IT PASSPORT
ITパスポートの問題解説
問題
ソフトウェア開発の委託に関する次の説明のうち、知的財産権の扱いとして最も適切なものはどれか。
- ア 委託契約を結べば、著作権は契約の有無にかかわらず自動的にすべて委託元(発注者)のものになる。
- イ 委託先(受託した開発会社)が作成したプログラムの著作権は、特約がなければ原則として実際に開発した受託側に帰属する。
- ウ オープンソースソフトウェア(OSS)には著作権が存在しないため、改変や再配布は完全に自由である。
- エ 市販ソフトウェアを購入すると、利用者はそのプログラムの著作権そのものを取得する。
出典:オリジナル問題|参考範囲:IPA ITパスポート試験シラバス(最新版)、情報処理技術者試験の基礎知識
正解と解説
正解:委託先(受託した開発会社)が作成したプログラムの著作権は、特約がなければ原則として実際に開発した受託側に帰属する。

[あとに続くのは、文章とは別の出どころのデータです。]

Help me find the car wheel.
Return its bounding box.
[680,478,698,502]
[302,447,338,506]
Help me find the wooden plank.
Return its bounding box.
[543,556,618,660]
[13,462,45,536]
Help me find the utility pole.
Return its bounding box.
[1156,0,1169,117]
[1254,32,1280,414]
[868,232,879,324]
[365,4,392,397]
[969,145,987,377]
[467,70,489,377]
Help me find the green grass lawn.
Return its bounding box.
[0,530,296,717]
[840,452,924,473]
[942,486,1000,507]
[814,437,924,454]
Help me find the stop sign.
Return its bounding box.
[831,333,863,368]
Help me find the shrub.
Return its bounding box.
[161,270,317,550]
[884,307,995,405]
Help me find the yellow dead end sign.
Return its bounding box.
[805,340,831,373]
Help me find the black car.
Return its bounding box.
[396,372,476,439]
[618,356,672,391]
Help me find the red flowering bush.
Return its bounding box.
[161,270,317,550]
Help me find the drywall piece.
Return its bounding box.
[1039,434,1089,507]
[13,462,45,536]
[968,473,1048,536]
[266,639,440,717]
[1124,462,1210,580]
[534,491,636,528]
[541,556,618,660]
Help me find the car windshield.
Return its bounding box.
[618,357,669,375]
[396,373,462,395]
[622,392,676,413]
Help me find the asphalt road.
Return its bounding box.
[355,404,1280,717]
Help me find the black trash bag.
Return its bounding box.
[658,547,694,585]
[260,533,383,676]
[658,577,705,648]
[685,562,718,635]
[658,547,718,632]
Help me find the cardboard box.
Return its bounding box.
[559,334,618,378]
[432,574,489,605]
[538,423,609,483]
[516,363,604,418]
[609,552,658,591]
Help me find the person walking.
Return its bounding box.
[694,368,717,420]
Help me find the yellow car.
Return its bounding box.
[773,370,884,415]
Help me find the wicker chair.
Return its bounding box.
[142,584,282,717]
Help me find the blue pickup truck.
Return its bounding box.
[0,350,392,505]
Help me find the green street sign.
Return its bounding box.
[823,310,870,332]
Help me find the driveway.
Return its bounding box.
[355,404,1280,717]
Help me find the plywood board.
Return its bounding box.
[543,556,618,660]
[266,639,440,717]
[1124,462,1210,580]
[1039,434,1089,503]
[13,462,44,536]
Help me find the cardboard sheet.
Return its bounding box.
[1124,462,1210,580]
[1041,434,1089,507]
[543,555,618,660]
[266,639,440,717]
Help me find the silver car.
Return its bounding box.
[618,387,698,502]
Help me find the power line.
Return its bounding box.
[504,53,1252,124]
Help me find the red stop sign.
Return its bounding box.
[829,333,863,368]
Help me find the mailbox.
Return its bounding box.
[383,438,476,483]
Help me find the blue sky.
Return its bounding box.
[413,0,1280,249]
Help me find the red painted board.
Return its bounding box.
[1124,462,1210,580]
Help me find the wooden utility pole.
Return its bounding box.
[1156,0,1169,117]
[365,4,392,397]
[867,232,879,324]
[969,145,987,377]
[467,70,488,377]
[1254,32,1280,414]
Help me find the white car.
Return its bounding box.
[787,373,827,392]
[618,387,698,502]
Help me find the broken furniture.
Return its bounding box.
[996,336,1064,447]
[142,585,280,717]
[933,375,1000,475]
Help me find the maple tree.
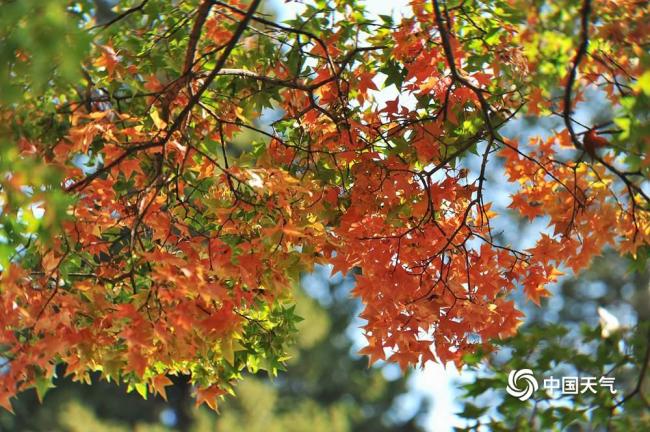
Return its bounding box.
[0,0,650,409]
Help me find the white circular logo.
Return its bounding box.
[506,369,539,401]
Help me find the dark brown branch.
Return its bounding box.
[562,0,591,149]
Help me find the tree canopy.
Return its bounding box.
[0,0,650,409]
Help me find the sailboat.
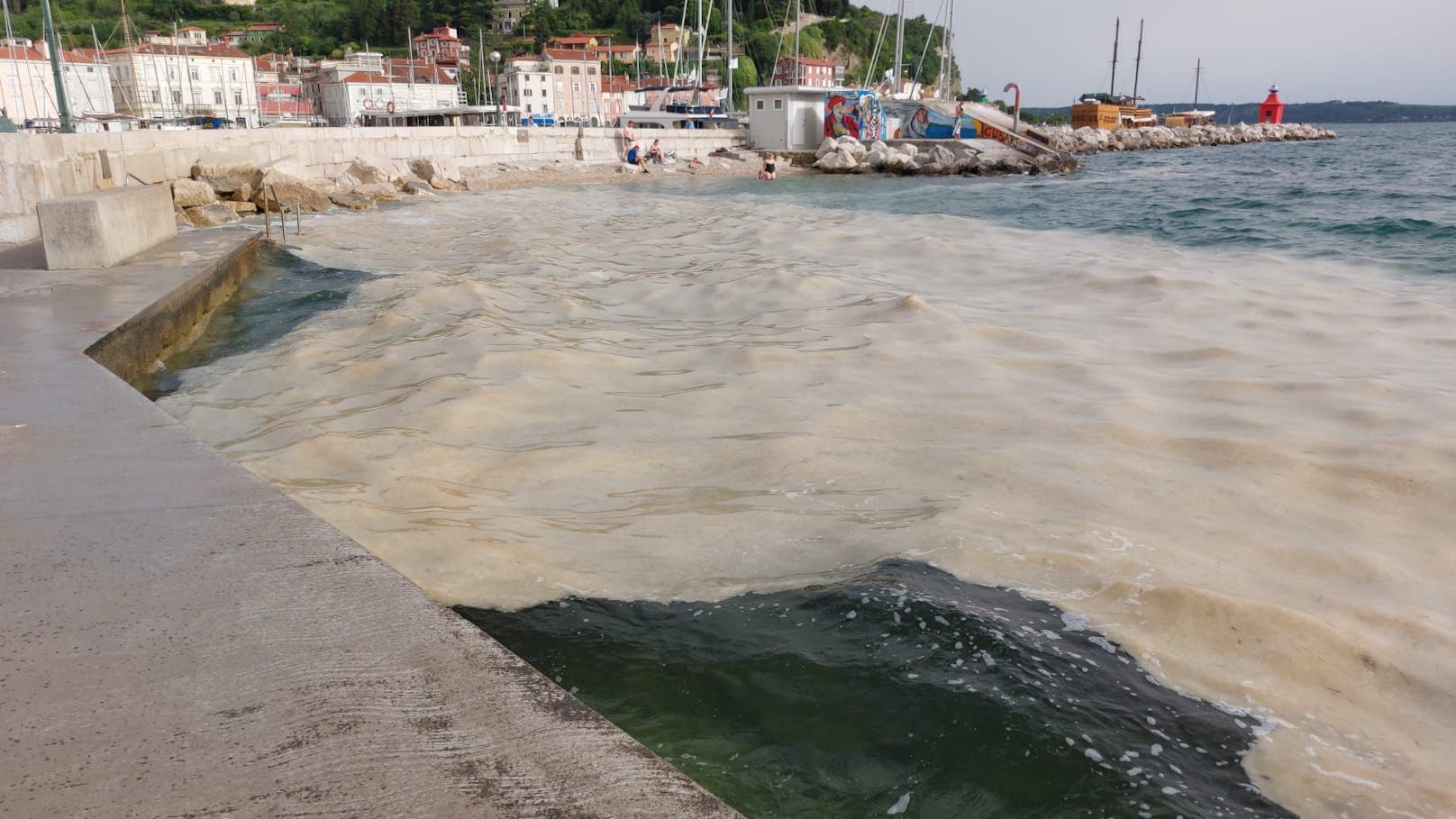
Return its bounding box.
[1163,59,1217,128]
[1071,19,1158,132]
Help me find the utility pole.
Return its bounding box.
[1133,21,1143,105]
[1106,17,1123,96]
[41,0,76,134]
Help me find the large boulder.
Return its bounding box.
[253,169,333,213]
[814,150,859,173]
[172,179,217,208]
[409,159,440,184]
[329,188,378,210]
[192,162,263,196]
[340,159,390,188]
[348,182,400,203]
[184,203,241,227]
[460,165,496,191]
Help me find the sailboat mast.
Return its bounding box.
[1133,21,1143,104]
[41,0,76,134]
[1106,17,1123,96]
[794,0,804,86]
[723,0,733,111]
[889,0,905,95]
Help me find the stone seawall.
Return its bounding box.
[1038,123,1335,154]
[0,127,747,243]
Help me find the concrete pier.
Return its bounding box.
[0,229,737,817]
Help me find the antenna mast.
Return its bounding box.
[1133,21,1143,104]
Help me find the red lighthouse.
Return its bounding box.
[1260,86,1284,125]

解説:著作権は「創作した人(会社)」に発生するのが基本です。そのため、お金を払って開発を委託しても、それだけで発注者に著作権が移るわけではありません。発注者が著作権を持ちたい場合は、契約書で「著作権は委託元に譲渡する」と明記しておく必要があります。トラブルを避けるため、開発委託では権利の帰属を契約で定めるのが実務上の鉄則です。なお、OSSにも著作権はあり、ライセンス条件の範囲で利用が許されているだけです。市販ソフトの購入も、使用を許される(ライセンス)にとどまり、著作権の取得ではありません。
覚え方:「作った人に権利あり。発注者が欲しければ契約で譲渡を明記」と覚えましょう。OSSも市販ソフトも、得られるのは『使う権利』であって『著作権そのもの』ではない点に注意です。
他の選択肢はなぜ違う?
- ア著作権は創作した側に発生するのが原則で、発注しただけで自動的に発注者へ移るわけではありません。発注者に帰属させるには契約で著作権譲渡を定める必要があるため誤りです。
- ウOSSにも著作権は存在します。著作権者が定めたライセンス(利用条件)に従う限り改変・再配布が許されるのであって、「著作権がない・完全に自由」というのは誤りです。
- エ市販ソフトを購入して得られるのは、利用許諾(ライセンス)に基づく使用権であり、著作権そのものを取得するわけではありません。
この問題について
IPAのITパスポート試験シラバスとIT基礎知識を参考に、Sikaku Master向けに独自作成した問題です。公式試験問題・過去問題の転載ではありません。
IPAの過去問題の転載ではなく、シラバス・公開情報に基づく独自問題として作成しています。